Glutaminsäure ist eine Aminosäure, die im zentralen Nervensystem auch als Neurotranmitter fungiert. Als erregender Botenstoff ist Glutaminsäure ein Antagonist zu GABA. Glutaminsäure wurde früher bei Lernschwierigkeiten eingesetzt. Heute weiß man, dass ein Zuviel dieser Aminosäure Krämpfe auslösen kann und nervenzellschädigend wirkt. Glutaminsäure, in der Nahrungsmittelindustrie auch Glutamat genannt, ist in dieser Branche als Geschmacksverstärker beliebt.


Glycin

Auch die Aminosäure Glycin ist gleichzeitig Neurotransmitter. Sie wirkt inhibitorisch, also erregungsdämpfend, und entfaltet ihre Wirkung hauptsächlich in den Nervenzellen des Rückenmarks und im Hirnstamm. Dadurch ist Glycin an der Regulierung der Bewegungsabläufe beteiligt. Im Gehirn wirkt es als Coagonist an Glutamatrezeptoren und hat deshalb einen positiven Einfluss auf Gedächtnis- und Aufmerksamkeitsstörungen.


Noradrenalin

Das noradrenerge System ist ähnlich weit verzweigt wie das serotoninerge. Eine Störung des noradrenergen Systems wird ebenso als mögliche Ursache einer Depression gesehen wie ein Mangel an Serotonin. Zumindest zeigte sich bei depressiven Patienten mit nachweislichem ein Noradrenalin-Mangel, die mit Noradrenalin-Wiederaufnahmehemmer behandelt worden waren, eine deutliche Besserung ihres Zustandes.

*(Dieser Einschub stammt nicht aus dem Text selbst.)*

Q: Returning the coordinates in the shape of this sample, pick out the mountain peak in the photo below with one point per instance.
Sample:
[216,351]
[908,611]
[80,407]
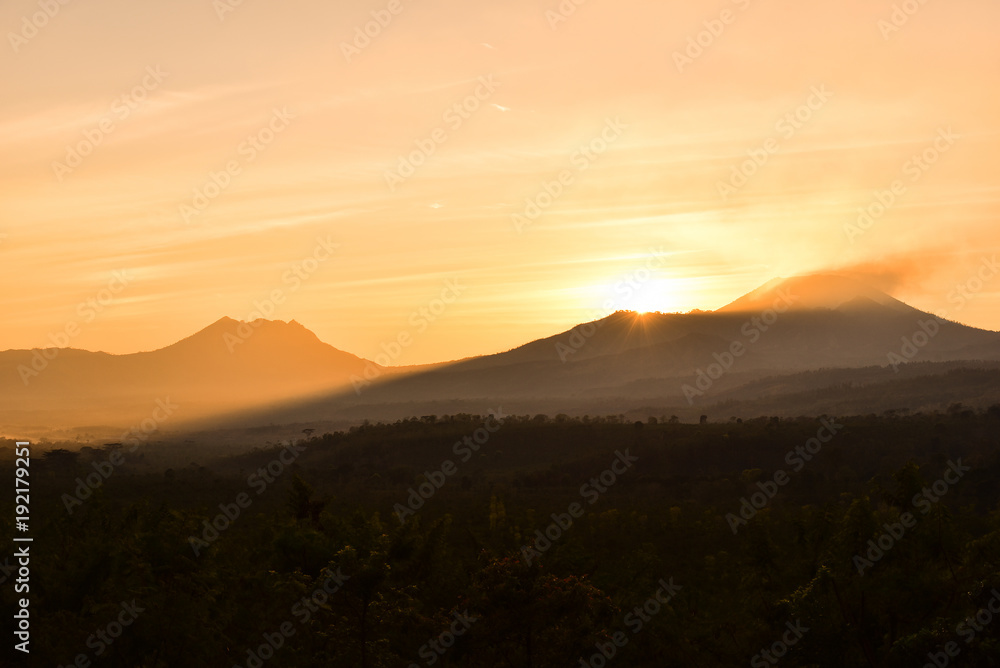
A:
[816,291]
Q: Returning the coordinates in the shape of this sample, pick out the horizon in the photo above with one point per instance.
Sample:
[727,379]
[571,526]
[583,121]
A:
[774,283]
[216,156]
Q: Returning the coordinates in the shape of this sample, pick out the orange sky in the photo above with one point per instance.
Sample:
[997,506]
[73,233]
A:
[163,95]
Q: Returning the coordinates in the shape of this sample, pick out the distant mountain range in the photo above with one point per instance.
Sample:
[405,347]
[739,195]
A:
[227,366]
[805,344]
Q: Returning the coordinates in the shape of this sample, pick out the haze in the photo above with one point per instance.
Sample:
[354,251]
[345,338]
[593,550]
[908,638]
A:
[355,254]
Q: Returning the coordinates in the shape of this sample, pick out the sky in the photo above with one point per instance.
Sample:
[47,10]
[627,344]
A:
[477,174]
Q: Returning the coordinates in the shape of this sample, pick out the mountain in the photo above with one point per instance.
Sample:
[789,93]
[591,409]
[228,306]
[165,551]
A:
[229,365]
[808,342]
[686,361]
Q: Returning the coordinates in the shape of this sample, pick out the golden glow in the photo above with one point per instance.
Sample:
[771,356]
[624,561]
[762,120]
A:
[606,77]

Das ist ein klassisches Beispiel dafür, dass bei einer Depression nicht zwangsläufig ein Serotoninmagel vorliegen muss, sondern dass das Zusammenspiel verschiedener Rezeptoren und Transmitter für das psychische Wohlbefinden entscheidend ist.

Noradrenalin gehört zur Gruppe der Katecholamine und wird aus den Aminosäuren Tyrosin und Phenylalanin gebildet.

Acetylcholin

Acetylcholin ist einer der am weitesten verzweigten Neurotransmitter. Es vermittelt z.B. die Erregungsleitung zwischen Nerv und Muskel an der neuromuskulären Endplatte, es bewirkt die Übertragung von der ersten auf die zweite der beiden hintereinandergeschalteten Nervenzellen im vegetativen Nervensystem und ist außerdem für die Gedächtnisleistung untentbehrlich.

Acetylcholin wird aus Cholin gebildet, das wiederum aus den Aminosäuren Glycin und Serin synthetisiert werden kann.